Red Hat Bugzilla – Bug 64107
Kernel Panic when running sendmail test
Last modified: 2005-10-31 17:00:50 EST
From Bugzilla Helper:
User-Agent: Mozilla/5.0 (X11; U; Linux i686; en-US; rv:0.9.4) Gecko/20011019
Description of problem:
After setup sendmail service (Bigmem/SMP kernel), I run SST test. Then about 10
minutes or so, I got kernel panic. The system hung up.
Version-Release number of selected component (if applicable):
Steps to Reproduce:
1. HW config: Jaguar/Merlot + Broadcom embedded NICs
1.Install Valhalla on Jaguar or Merlot
2. Boot server up to Bigmem or SMP kernel
2. Run SST server setup.
3. Run SST client setup.
4. Run SST test on client.
Actual Results: Kernel panic when running SST to against broadcom NICs. This
test works OK with Intel 1000XT NICs.
Also, It seems to work good when I switch it to UP kernel.
Expected Results: SST test must work when using SMP/BIGMEM kernel.
Created attachment 55344 [details]
Serial consol log on Merlot
Created attachment 55345 [details]
serial consol log on Jaguar (BIGMEM kernel)

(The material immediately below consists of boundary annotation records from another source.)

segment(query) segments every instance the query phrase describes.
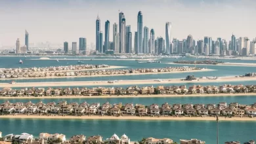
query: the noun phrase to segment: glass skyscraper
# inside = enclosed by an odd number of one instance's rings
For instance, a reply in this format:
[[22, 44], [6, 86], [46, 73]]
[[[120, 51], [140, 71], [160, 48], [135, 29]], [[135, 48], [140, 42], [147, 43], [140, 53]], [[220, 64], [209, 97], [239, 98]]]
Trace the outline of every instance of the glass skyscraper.
[[148, 50], [148, 27], [144, 27], [144, 37], [143, 37], [143, 53], [149, 53]]
[[142, 34], [143, 34], [143, 17], [142, 12], [139, 11], [137, 18], [137, 32], [138, 32], [138, 53], [142, 53]]
[[170, 43], [171, 43], [171, 23], [166, 22], [165, 24], [165, 42], [166, 42], [166, 52], [170, 54]]
[[25, 45], [27, 47], [27, 50], [28, 50], [29, 46], [28, 46], [28, 33], [27, 30], [25, 30]]
[[65, 53], [68, 52], [68, 43], [66, 41], [65, 41], [64, 43], [64, 50]]
[[98, 14], [97, 19], [96, 20], [96, 50], [100, 52], [100, 16]]
[[79, 50], [86, 50], [86, 39], [84, 37], [79, 38]]
[[107, 20], [105, 22], [105, 43], [103, 52], [110, 50], [110, 21]]

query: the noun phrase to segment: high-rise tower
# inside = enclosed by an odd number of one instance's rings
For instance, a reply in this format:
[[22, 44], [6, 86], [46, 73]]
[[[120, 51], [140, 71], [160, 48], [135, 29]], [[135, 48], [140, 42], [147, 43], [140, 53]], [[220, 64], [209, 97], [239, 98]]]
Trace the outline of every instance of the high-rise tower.
[[105, 22], [105, 43], [103, 52], [110, 50], [110, 21], [107, 20]]
[[25, 30], [25, 45], [27, 47], [27, 50], [28, 50], [28, 33], [27, 30]]
[[142, 12], [139, 11], [137, 18], [137, 32], [138, 32], [138, 53], [142, 53], [142, 35], [143, 35], [143, 17]]
[[100, 52], [100, 19], [98, 13], [96, 20], [96, 50]]
[[17, 41], [16, 41], [16, 53], [20, 54], [20, 43], [19, 39], [17, 39]]
[[125, 53], [125, 35], [126, 35], [125, 18], [123, 16], [121, 23], [121, 33], [120, 33], [120, 53]]
[[119, 33], [118, 33], [117, 24], [115, 22], [113, 24], [113, 45], [114, 50], [115, 53], [119, 52]]
[[123, 18], [125, 18], [125, 15], [123, 14], [123, 12], [119, 12], [119, 48], [118, 48], [118, 50], [119, 50], [119, 52], [121, 52], [121, 46], [122, 45], [121, 43], [122, 43], [122, 41], [121, 41], [121, 35], [123, 35], [123, 33], [122, 33], [123, 31], [122, 31], [122, 20]]
[[149, 53], [149, 50], [148, 50], [148, 27], [146, 26], [144, 27], [142, 52], [144, 54]]
[[149, 53], [154, 54], [155, 53], [155, 31], [154, 29], [151, 29], [150, 39], [149, 39]]
[[165, 43], [166, 43], [166, 52], [170, 54], [170, 44], [171, 44], [171, 23], [166, 22], [165, 24]]

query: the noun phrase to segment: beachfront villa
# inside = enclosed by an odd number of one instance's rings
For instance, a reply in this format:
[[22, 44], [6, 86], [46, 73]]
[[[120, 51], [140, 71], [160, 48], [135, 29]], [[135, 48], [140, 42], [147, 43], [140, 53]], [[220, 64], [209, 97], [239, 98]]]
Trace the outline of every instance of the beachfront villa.
[[191, 139], [190, 140], [181, 139], [181, 144], [205, 144], [205, 141], [202, 141], [197, 139]]
[[[223, 89], [223, 88], [226, 89]], [[215, 86], [192, 86], [186, 88], [186, 86], [129, 86], [125, 88], [22, 88], [20, 90], [3, 88], [0, 90], [0, 96], [10, 97], [30, 97], [30, 96], [112, 96], [112, 95], [151, 95], [151, 94], [245, 94], [255, 93], [255, 87], [251, 85], [230, 85], [224, 84], [219, 87]], [[220, 105], [223, 107], [225, 105]], [[237, 107], [237, 104], [232, 103], [232, 107]], [[212, 107], [212, 106], [211, 106]]]
[[[159, 69], [112, 69], [112, 70], [92, 70], [87, 71], [89, 69], [96, 69], [101, 67], [109, 67], [107, 65], [96, 65], [93, 68], [79, 69], [81, 65], [77, 65], [73, 69], [60, 68], [60, 69], [47, 69], [45, 71], [37, 69], [27, 70], [27, 68], [11, 69], [0, 71], [0, 79], [17, 79], [17, 78], [38, 78], [38, 77], [75, 77], [75, 76], [95, 76], [95, 75], [118, 75], [126, 74], [140, 74], [140, 73], [171, 73], [174, 71], [188, 71], [195, 70], [204, 70], [198, 67], [169, 67]], [[93, 66], [92, 66], [93, 67]], [[150, 89], [145, 91], [150, 92]]]
[[33, 103], [16, 102], [11, 103], [9, 101], [0, 104], [0, 113], [5, 115], [99, 115], [114, 116], [223, 116], [230, 117], [255, 117], [256, 103], [244, 105], [238, 103], [220, 102], [217, 105], [209, 103], [185, 103], [170, 105], [165, 102], [160, 106], [153, 103], [148, 106], [137, 103], [121, 103], [112, 105], [106, 102], [100, 105], [100, 103], [91, 104], [84, 101], [80, 104], [77, 102], [67, 103], [61, 101], [57, 104], [55, 102], [43, 103], [39, 101]]

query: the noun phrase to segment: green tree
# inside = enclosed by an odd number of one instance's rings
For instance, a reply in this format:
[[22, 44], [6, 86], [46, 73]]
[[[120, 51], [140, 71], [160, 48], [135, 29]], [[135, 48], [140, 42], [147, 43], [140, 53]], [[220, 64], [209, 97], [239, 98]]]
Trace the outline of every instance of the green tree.
[[18, 143], [16, 141], [12, 142], [12, 144], [18, 144]]

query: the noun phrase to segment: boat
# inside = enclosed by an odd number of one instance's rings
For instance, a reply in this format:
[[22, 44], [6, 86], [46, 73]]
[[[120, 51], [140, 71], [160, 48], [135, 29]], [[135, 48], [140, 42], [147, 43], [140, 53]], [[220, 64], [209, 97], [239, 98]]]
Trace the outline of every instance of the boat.
[[85, 63], [79, 60], [79, 61], [77, 62], [77, 63]]

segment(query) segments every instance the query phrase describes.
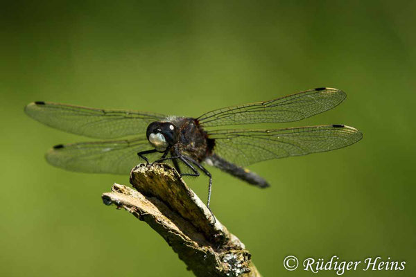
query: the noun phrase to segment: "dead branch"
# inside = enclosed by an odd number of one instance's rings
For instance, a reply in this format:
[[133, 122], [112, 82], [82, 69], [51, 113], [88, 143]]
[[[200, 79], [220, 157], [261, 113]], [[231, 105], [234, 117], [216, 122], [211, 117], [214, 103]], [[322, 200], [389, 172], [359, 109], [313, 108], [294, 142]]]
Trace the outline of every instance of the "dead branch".
[[137, 190], [114, 184], [106, 205], [123, 208], [156, 231], [196, 276], [257, 277], [244, 244], [216, 219], [166, 163], [141, 164], [130, 173]]

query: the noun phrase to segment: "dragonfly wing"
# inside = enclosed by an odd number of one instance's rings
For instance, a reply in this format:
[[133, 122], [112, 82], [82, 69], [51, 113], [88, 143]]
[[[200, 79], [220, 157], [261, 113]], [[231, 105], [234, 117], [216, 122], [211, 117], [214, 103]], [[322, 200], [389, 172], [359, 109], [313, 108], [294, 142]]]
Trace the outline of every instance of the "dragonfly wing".
[[142, 134], [150, 123], [166, 118], [158, 114], [94, 109], [50, 102], [34, 102], [24, 110], [29, 116], [48, 126], [98, 138]]
[[261, 161], [302, 156], [342, 148], [363, 138], [358, 129], [343, 125], [270, 130], [208, 132], [214, 152], [227, 161], [246, 166]]
[[336, 89], [309, 89], [268, 101], [216, 109], [198, 120], [204, 127], [292, 122], [332, 109], [345, 97], [344, 91]]
[[[70, 171], [87, 173], [128, 174], [131, 169], [144, 163], [137, 152], [152, 149], [147, 139], [104, 141], [59, 145], [46, 154], [52, 166]], [[159, 157], [146, 155], [149, 161]]]

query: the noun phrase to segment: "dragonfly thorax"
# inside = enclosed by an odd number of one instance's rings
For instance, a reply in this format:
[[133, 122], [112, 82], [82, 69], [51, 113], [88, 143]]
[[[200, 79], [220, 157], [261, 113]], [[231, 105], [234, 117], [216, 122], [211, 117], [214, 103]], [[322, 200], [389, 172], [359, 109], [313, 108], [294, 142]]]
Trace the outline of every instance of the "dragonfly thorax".
[[177, 142], [179, 131], [170, 122], [153, 122], [148, 126], [146, 136], [149, 142], [158, 152], [166, 150]]

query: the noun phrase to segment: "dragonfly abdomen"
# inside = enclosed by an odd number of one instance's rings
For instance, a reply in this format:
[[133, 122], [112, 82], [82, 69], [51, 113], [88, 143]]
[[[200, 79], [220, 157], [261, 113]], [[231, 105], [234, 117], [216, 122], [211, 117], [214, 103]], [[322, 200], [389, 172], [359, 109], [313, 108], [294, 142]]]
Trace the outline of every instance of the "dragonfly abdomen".
[[257, 175], [256, 173], [252, 172], [246, 168], [236, 166], [221, 158], [216, 154], [213, 154], [212, 155], [207, 157], [204, 161], [208, 165], [215, 166], [250, 184], [257, 186], [261, 188], [270, 186], [267, 181]]

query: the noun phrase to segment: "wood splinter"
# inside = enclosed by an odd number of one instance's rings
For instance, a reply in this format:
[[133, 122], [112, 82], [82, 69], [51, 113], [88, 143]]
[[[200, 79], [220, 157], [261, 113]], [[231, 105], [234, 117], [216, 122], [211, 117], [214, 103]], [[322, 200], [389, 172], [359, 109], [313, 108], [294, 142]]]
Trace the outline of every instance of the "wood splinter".
[[258, 277], [250, 253], [237, 237], [214, 220], [209, 210], [166, 163], [132, 170], [137, 190], [114, 184], [102, 195], [157, 231], [196, 276]]

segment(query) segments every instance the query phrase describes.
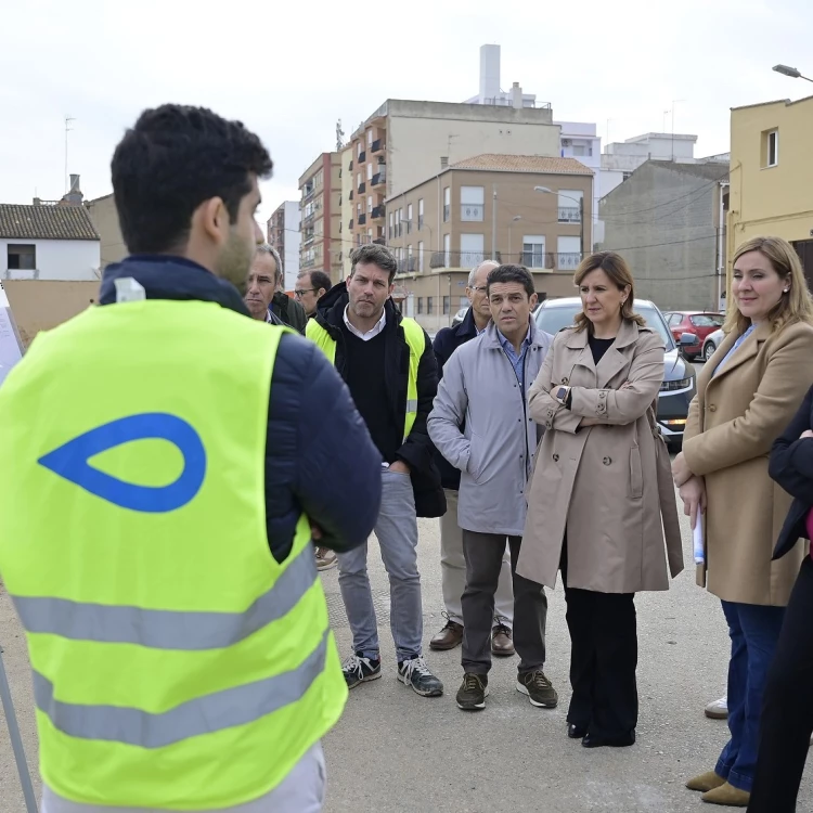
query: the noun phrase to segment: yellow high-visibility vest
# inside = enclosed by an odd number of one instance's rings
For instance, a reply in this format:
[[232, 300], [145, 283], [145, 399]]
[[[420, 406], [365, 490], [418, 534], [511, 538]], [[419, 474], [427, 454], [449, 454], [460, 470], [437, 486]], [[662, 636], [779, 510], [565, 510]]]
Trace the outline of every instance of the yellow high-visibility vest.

Created attachment 55365 [details]
Assertion failure in journal_write_metadata_buffer() at journal.c:406:
Arjan, can you elabotate on your previous statment?
that's the key bit out of both attachements; just repeating it inline here ...
This is probably a FS issue not a NIC issue
* HW config on Jaguar: 8GB memory + embedded Adaptec 7899 + embedded Broadcom NIC
I install Hampton gold and use ext3 file system.
- I ran Bonnie ++, cpcmp (copy & compare) using NFS, SMB services ---> OK
- I ran SST test ---> kernel panic
- I'm running NTTCP test right now
* HW config on Merlot: 1GB memory + qla2310 (unplugged) + qla2200 (unplugged) +
PERC3/QC (plugged to PV210) + Intel pro 100 + embedded Adaptec 7899 + embedded
- First, I installed Hampton gold and use ext3 file system
- I ran SST test ---> kernel panic
- This morning, I reinstalled Hampton gold (using the same Hw config) and use
ext2 file sytem.
- I ran SST test ----> still running (more than 3 hrs)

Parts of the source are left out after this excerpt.